Fatal Night, The: An Eyewitness Account of the Extermination of Armenian Intellectuals in 1915
By Mikayel Shamtanchian
Mikayel Shamtanchian beat the odds to survive the first genocide of the 20th century. The Fatal Night, his memoir of the annum horribilis of his nation, is a detailed account of the extermination of Turkey s Armenian cultural and civic leadership in 1915. One of the guiding lights of Istanbul's lost generation of Armenian intellectuals, Shamtanchian renders a profoundly-nuanced psychological portrait of innocent men who experienced the indignities and uncertainty of exile before being massacred.
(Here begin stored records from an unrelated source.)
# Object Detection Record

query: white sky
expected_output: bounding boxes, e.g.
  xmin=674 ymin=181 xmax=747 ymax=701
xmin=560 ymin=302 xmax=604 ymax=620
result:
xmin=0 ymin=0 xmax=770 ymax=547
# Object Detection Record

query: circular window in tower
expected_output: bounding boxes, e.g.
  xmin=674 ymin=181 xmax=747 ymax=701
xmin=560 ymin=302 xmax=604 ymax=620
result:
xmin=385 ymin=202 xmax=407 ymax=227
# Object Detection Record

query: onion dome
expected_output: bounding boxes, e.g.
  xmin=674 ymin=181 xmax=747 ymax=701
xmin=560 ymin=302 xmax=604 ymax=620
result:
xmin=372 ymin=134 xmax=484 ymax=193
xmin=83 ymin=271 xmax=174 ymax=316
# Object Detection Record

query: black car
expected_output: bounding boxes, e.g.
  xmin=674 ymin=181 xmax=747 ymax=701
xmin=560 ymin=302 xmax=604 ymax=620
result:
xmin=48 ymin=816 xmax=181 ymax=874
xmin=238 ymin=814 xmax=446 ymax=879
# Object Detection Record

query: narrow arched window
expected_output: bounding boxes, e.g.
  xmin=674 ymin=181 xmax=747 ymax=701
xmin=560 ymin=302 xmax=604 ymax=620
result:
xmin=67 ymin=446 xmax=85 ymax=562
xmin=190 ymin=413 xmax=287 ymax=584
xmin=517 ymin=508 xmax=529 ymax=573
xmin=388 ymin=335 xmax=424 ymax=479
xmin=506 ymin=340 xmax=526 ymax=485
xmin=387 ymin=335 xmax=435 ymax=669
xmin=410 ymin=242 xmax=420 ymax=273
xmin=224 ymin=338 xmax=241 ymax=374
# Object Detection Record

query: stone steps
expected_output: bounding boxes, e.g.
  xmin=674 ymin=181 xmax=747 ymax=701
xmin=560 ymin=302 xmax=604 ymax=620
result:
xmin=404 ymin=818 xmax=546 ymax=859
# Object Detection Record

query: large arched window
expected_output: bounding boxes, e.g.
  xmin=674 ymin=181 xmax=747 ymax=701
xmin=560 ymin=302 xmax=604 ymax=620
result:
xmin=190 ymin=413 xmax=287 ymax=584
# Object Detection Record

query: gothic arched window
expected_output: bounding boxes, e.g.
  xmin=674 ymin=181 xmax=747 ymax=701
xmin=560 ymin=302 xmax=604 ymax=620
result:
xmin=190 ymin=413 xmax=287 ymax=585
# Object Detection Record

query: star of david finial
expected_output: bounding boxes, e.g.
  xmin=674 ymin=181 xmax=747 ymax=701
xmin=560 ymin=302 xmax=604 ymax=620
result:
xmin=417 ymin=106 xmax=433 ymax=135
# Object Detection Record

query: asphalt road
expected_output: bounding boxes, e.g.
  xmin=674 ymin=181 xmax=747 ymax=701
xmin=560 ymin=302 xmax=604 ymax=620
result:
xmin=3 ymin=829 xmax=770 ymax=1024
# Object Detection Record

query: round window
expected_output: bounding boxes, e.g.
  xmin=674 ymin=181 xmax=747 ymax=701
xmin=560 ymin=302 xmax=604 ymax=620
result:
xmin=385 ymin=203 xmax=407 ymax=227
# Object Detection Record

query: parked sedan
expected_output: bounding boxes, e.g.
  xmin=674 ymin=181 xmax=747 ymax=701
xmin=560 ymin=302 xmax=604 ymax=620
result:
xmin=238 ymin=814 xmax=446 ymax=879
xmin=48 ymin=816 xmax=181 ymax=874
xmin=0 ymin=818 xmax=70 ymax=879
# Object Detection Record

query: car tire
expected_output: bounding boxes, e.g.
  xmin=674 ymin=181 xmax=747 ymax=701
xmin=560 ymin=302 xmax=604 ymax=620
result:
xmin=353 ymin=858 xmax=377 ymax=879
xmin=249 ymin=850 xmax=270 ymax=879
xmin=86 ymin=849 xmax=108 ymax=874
The author survived the carnage and went on to bequeath to future generations the moving image of Siamanto sitting dejectedly across the desk of a deceitful Turkish police chief; the shadows of Ruben Zardarian, Garegin Khazhak, and other luminaries who perished in Anatolia's sinister places of exile; the wistful echoes of ""Lord, Have Mercy,"" the last hymn sung by Komitas and a throng of exiles held in a Turkish military fort; the harrowing pangs of Varuzhan and Sevak as they were slaughtered in the field of death called Ayash... Written with a poetic sensibility that draws the beauty of inner fortitude from the most dreadful of circumstances, The Fatal Night is a literary masterpiece of haunting lyricism.